Bien avant que le navire ne ralentisse, ce sont les oiseaux qui annoncent Cosmoledo. Des fous à pieds rouges croisent au-dessus du pont, des frégates planent haut dans l'alizé, et l'horizon se teinte peu à peu du vert pâle d'un lagon posé au milieu de l'océan Indien. L'atoll se trouve aux confins de l'archipel des Seychelles, loin au sud-ouest de Mahé, tout près d'Aldabra. Personne n'y habite. Aucun quai ne vous attend. C'est précisément ce qui rend cette escale si rare.
Une arrivée en zodiac
Le navire mouille à l'extérieur du récif et les zodiacs prennent le relais. Ils franchissent l'une des passes qui entaillent l'anneau de corail, puis filent sur les eaux calmes du lagon vers une plage de sable clair. Le débarquement se fait les pieds dans l'eau, selon la marée et les conditions du jour. Les îlots portent des noms hérités de la marine britannique : Menai et Wizard rappellent les deux navires de l'expédition Moresby, qui explora l'atoll en 1822.
Des nids à perte de vue
Cosmoledo est classé zone importante pour la conservation des oiseaux, et le spectacle explique pourquoi. L'atoll abrite la plus grande colonie de fous à pieds rouges de tout l'océan Indien, des fous masqués par milliers, ainsi que le dernier site de nidification du fou brun aux Seychelles. Les sternes fuligineuses y forment aussi la colonie la plus nombreuse de l'archipel. Sur les rochers coralliens, les nids se touchent presque. Les oiseaux, peu farouches, se laissent observer à quelques mètres, entre hérons, noddis et phaétons à brins rouges.
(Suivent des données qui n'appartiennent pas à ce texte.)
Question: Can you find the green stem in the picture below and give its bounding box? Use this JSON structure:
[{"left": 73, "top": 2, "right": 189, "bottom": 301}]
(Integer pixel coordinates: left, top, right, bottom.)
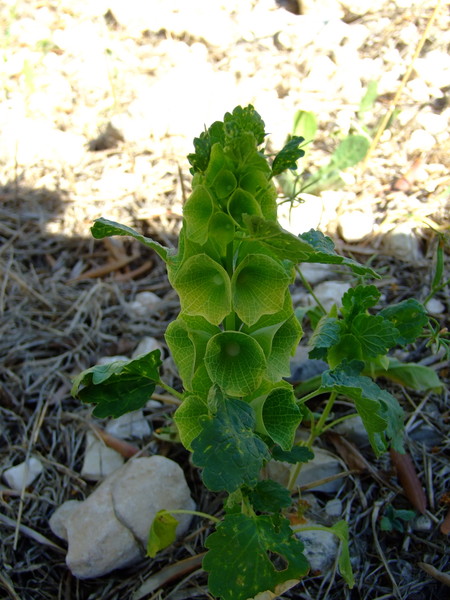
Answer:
[
  {"left": 165, "top": 508, "right": 220, "bottom": 523},
  {"left": 158, "top": 381, "right": 184, "bottom": 400},
  {"left": 295, "top": 267, "right": 327, "bottom": 315}
]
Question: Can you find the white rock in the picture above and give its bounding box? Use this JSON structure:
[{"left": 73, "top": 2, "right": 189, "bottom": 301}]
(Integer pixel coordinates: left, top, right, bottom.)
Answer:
[
  {"left": 81, "top": 431, "right": 124, "bottom": 481},
  {"left": 338, "top": 210, "right": 374, "bottom": 243},
  {"left": 131, "top": 336, "right": 162, "bottom": 358},
  {"left": 425, "top": 298, "right": 445, "bottom": 315},
  {"left": 417, "top": 112, "right": 448, "bottom": 135},
  {"left": 325, "top": 498, "right": 342, "bottom": 518},
  {"left": 97, "top": 354, "right": 130, "bottom": 365},
  {"left": 296, "top": 522, "right": 339, "bottom": 573},
  {"left": 406, "top": 129, "right": 436, "bottom": 153},
  {"left": 300, "top": 263, "right": 333, "bottom": 285},
  {"left": 383, "top": 223, "right": 422, "bottom": 262},
  {"left": 3, "top": 456, "right": 44, "bottom": 491},
  {"left": 278, "top": 194, "right": 323, "bottom": 235},
  {"left": 333, "top": 415, "right": 369, "bottom": 448},
  {"left": 314, "top": 281, "right": 351, "bottom": 311},
  {"left": 50, "top": 456, "right": 195, "bottom": 579},
  {"left": 106, "top": 410, "right": 152, "bottom": 440},
  {"left": 414, "top": 50, "right": 450, "bottom": 88},
  {"left": 128, "top": 292, "right": 161, "bottom": 317}
]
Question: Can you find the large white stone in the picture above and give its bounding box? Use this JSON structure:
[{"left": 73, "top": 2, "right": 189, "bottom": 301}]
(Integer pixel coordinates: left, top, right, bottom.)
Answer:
[{"left": 50, "top": 456, "right": 195, "bottom": 579}]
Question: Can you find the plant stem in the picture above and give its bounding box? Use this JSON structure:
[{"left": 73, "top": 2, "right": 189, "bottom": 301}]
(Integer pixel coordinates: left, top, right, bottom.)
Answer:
[
  {"left": 165, "top": 508, "right": 220, "bottom": 523},
  {"left": 158, "top": 381, "right": 183, "bottom": 400},
  {"left": 295, "top": 267, "right": 327, "bottom": 315}
]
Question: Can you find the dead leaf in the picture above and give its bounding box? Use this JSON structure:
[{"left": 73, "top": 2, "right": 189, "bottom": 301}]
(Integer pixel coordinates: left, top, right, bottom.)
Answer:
[{"left": 389, "top": 448, "right": 427, "bottom": 515}]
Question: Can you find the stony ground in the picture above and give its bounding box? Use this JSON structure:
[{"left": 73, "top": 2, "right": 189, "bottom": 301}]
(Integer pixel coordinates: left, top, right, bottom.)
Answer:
[{"left": 0, "top": 0, "right": 450, "bottom": 600}]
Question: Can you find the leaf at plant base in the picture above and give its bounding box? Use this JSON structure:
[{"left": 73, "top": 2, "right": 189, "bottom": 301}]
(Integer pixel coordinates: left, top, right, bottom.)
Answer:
[
  {"left": 248, "top": 479, "right": 292, "bottom": 512},
  {"left": 231, "top": 254, "right": 292, "bottom": 325},
  {"left": 331, "top": 135, "right": 370, "bottom": 171},
  {"left": 322, "top": 361, "right": 403, "bottom": 456},
  {"left": 91, "top": 217, "right": 170, "bottom": 262},
  {"left": 173, "top": 394, "right": 208, "bottom": 450},
  {"left": 341, "top": 285, "right": 381, "bottom": 323},
  {"left": 271, "top": 446, "right": 314, "bottom": 465},
  {"left": 205, "top": 331, "right": 266, "bottom": 396},
  {"left": 299, "top": 229, "right": 380, "bottom": 279},
  {"left": 191, "top": 397, "right": 270, "bottom": 493},
  {"left": 308, "top": 315, "right": 341, "bottom": 359},
  {"left": 147, "top": 510, "right": 178, "bottom": 558},
  {"left": 329, "top": 521, "right": 355, "bottom": 589},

Des tortues dans un mètre d'eau
Le lagon réserve une autre surprise. Les tortues marines y sont partout, jusque dans les hauts-fonds proches de Menai où nagent de très jeunes individus. Depuis le zodiac, on les voit filer sous la surface comme des ombres. Les amateurs de masque et tuba, lorsque les conditions le permettent, explorent des fonds restés intacts, fréquentés par des poissons de récif en grand nombre et par les carangues qui ont fait la réputation de ces eaux auprès des pêcheurs sportifs du monde entier.
Aux portes d'Aldabra
Cosmoledo appartient au groupe d'Aldabra, ces atolls coralliens du sud-ouest des Seychelles dont le voisin le plus célèbre, classé au patrimoine mondial, vaut à la région son surnom de Galapagos de l'océan Indien. L'isolement explique tout : aucune liaison régulière, pas d'aéroport, des centaines de kilomètres d'eau libre dans toutes les directions. Seuls les navires d'expédition, quelques voiliers au long cours et les pêcheurs sportifs en séjour organisé atteignent ces eaux. Cette rareté des visiteurs a préservé un équilibre que les guides du bord décrivent comme l'un des plus intacts qu'il leur ait été donné d'observer.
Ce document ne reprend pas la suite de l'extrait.